Na lista, a Agência divulgou o nome tanto da produtora quanto do projeto cujas
contas foram reprovadas, mas, estranhamente, não dava a mesma publicidade aos
motivos da reprovação.
Mais estranho ainda seria o fato de que diversas das obras reprovadas foram
produzidas há quase 20 anos, como o filme 'Madame Satã', que é de 2002, cujos
documentos financeiros, apresentados à época, foram agora 'desenterrados' para
serem avaliados sob a luz de regras e entendimentos de hoje.
Mas, afinal, o que teria motivado essa movimentação tão 'instantânea' da
Ancine, que ainda conta com um passivo de mais de quatro mil projetos sem
análise?
Tudo parece ter começado no Tribunal
de Contas da União - TCU,
com o processo nº 017.413/2017-6 que tinha por objetivo verificar se a
metodologia para análise das prestações de contas utilizada até então pela
Agência era adequada - a denominada metodologia 'Ancine + Simples', prevista na
Instrução Normativa 124.
Segundo o TCU, essa
metodologia que autorizava a análise financeira por amostragem - quando apenas
projetos com determinadas características ou problemas têm seus documentos
financeiros avaliados - e aceitava informações de cunho meramente
declaratórios, ofenderia a regra geral de prestação de contas dos recursos
públicos.
Em conclusão, o TCU, no
Acórdão 721/2019, de 27 de março de 2019, determinou que a ANCINE reavaliasse
todos os projetos cujas prestações de contas tivessem sido apreciadas por
amostragem, ou seja, sem a análise orçamentária/financeira detalhada, bem como
determinou a conferência de todos os documentos comprobatórios de despesas
realizadas e a criação de uma nova norma regulamentadora da prestação de
contas, em substituição à 'Ancine + Simples'.
Em resposta ao TCU, a
Agência tomou diversas medidas para tentar amenizar os problemas apontados,
tais como a elaboração da Instrução Normativa nº 125/2020 (que revogou a 124),
que acaba com a análise da prestação de contas financeira por amostragem e traz
diversas outras regras, inclusive bastante questionadas pelas produtoras
audiovisuais por serem extremamente rígidas e não compreenderem a lógica de
funcionamento do setor.
A criação da Superintendência de Prestação de Contas, com o deslocamento de
cerca de 70 servidores para a função sob a direção de um capitão de mar e
guerra da Marinha do Brasil, também foi uma das medidas tomadas pela Agência
para 'prestar contas' ao TCU.
É nesse contexto, então, que surge a fatídica lista de projetos reprovados.
Acontece que a 'mão de ferro' imposta pela Ancine às produtoras culturais, na
ânsia de atender às determinações do TCU, acaba ofendendo direitos básicos dos envolvidos, agentes
culturais que apresentaram suas contas à Agência de acordo com a regra da época
e agora são surpreendidos com essa análise de documentos quase 20 anos depois,
com base em outras regras e sem qualquer aviso prévio.
É certo que nenhum de nós, cidadãos, pode ficar eternamente sob o poder
persecutório do Estado.
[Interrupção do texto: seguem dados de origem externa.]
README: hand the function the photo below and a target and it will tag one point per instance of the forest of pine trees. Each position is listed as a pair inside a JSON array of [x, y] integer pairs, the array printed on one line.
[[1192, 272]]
Daí surge, inclusive, a ideia de prescrição, quando
alguém perde o direito de agir contra outro.
E isso é ainda mais importante para proteger o indivíduo contra o arbítrio
estatal, sob pena de ofensa direta ao devido processo legal e à segurança
jurídica, conforme recentemente reafirmado pelo Supremo Tribunal Federal, no
Recurso Extraordinário 636.886. É uma regra básica de Direito.
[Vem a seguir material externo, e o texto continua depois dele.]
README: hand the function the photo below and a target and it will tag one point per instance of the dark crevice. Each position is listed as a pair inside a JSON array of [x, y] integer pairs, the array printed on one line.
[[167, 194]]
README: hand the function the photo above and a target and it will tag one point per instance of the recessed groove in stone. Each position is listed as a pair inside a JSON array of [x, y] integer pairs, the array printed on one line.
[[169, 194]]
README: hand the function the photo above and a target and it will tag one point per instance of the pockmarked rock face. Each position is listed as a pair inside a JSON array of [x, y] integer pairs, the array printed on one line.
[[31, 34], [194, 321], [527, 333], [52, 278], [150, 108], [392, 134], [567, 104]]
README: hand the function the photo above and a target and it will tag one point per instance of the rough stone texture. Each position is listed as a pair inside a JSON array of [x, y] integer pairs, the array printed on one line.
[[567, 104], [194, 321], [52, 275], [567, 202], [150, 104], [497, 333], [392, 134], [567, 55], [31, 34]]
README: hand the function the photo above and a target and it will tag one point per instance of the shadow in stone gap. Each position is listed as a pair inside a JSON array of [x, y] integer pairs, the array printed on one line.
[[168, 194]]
A segurança jurídica parte do pressuposto básico no Estado de Direito: a
confiança, que todo indivíduo tem, de que os atos do Poder Público (inclusive suas
normas) são legítimos e legais, ou seja, foram emitidos por quem tem
competência para tanto e que seguiram devidamente o previsto na lei.
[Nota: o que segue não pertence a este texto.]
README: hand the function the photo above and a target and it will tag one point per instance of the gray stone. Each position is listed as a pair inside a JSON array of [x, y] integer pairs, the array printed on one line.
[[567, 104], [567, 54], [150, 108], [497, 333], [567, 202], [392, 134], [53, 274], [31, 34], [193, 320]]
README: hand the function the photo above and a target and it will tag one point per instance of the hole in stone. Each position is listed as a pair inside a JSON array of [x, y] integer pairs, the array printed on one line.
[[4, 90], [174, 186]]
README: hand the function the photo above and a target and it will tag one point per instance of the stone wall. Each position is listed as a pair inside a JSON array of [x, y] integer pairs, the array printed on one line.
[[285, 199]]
Portanto, se havia uma norma, da própria Ancine, que previa a análise por
amostragem na prestação de contas financeira (Instrução Normativa 124), é
presumido, por óbvio, que essa metodologia fosse legítima e legal.
Como poderia então, uma produtora audiovisual, que é obrigada a seguir as
regras da Ancine, e assim o fez na época, ser punida, agora, pelos 'erros' do próprio
Poder Público?
No efeito dominó, o lado mais fraco dessa cadeia, as produtoras audiovisuais,
sofrem os prejuízos e consequências da ineficiência estatal. Uma nítida
contradição ao papel primordial do Estado de Direito: a proteção dos direitos
básicos do indivíduo contra as 'mudanças de humor' do arbítrio estatal.